Are TCGA data from UCSC cancer browser and TCGAbiolinks different?
1
0
Entering edit mode
2.6 years ago
wenbinm ▴ 30

Hi there,

library(TCGAbiolinks)
query <- GDCquery(project = 'TCGA-BRCA', data.category = 'Transcriptome Profiling', data.type = 'Gene Expression Quantification', workflow.type = 'HTSeq - Counts')
brca.seq <- GDCprepare(query)


And checked the expression of SOX10:

library(DESeq2)
r = rowData(brca.seq)
as.numeric(assay(brca.seq[which(r\$external_gene_name == 'SOX10'),]))


It turns out its expression is zero in all patients.

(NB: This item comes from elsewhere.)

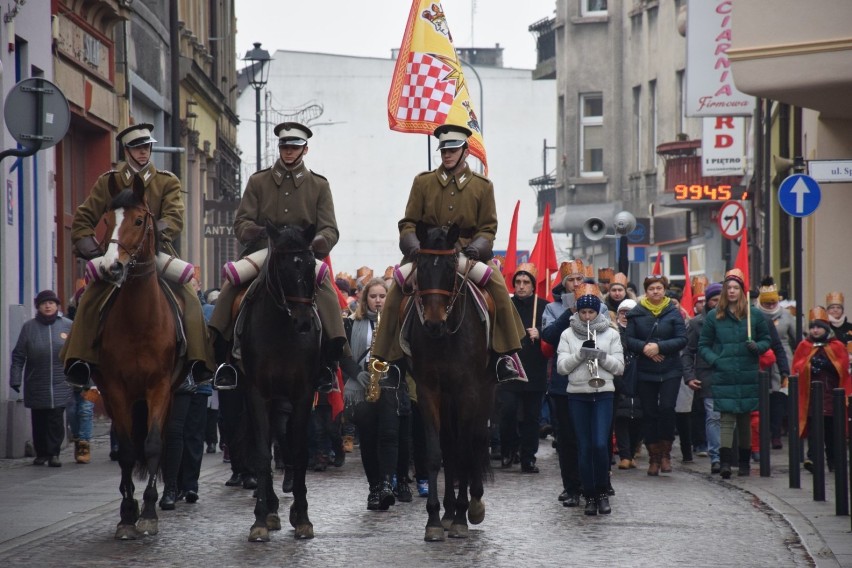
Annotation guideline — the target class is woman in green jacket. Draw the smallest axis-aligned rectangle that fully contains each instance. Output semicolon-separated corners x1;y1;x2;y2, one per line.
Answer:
698;268;770;479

But in data from UCSC cancer browser (HiSeqV2) SOX10 average expression is 6. The data from UCSC can be found here: https://tcga.xenahubs.net/download/TCGA.BRCA.sampleMap/HiSeqV2.gz

Another question, TCGAbiolinks is more updated than UCSC caner browser as it directly downloads data from TCGA right?

Thank you!

TCGA RNA-Seq • 1.0k views
1
Entering edit mode
2.6 years ago
mary ▴ 20

Hello,

Can you please tell me how you are seeing that the expression is 6 in UCSC Xena? For me I see that it is 0 for all samples in the GDC TCGA BRCA cohort: https://xenabrowser.net/?bookmark=1c841f9f54e697573dc2d9aa5b6be22b (sorry about the red color, it is because Xena is not sure how to color the samples when they are all the same value)

While technically the data from TCGAbiolinks will be more up-to-date than UCSC Xena, for this particular data there is unlikely to be a lag since it has been out for a long time.

Best, Mary

0
Entering edit mode

Then I took a look at SOX10 expression data and the first 5 numbers are 6.5221 0 8.308 6.3628 0.5819. Maybe I make some mistakes here.......

1
Entering edit mode

Ah, that is the legacy TCGA data, not the TCGA data from the GDC. TCGAbiolinks is the data from the GDC, as far as I can tell. The GDC TCGA data on Xena is here: https://gdc.xenahubs.net/download/TCGA-BRCA/Xena_Matrices/TCGA-BRCA.htseq_fpkm-uq.tsv.gz.

As to why the legacy TCGA data is different from the TCGA data from the GDC, I recommend contacting the GDC: https://gdc.cancer.gov/support

0
Entering edit mode

the legacy TCGA data came from hg19 version and TCGA data from the GDC now use hg38 version. therefore, it will have some difference.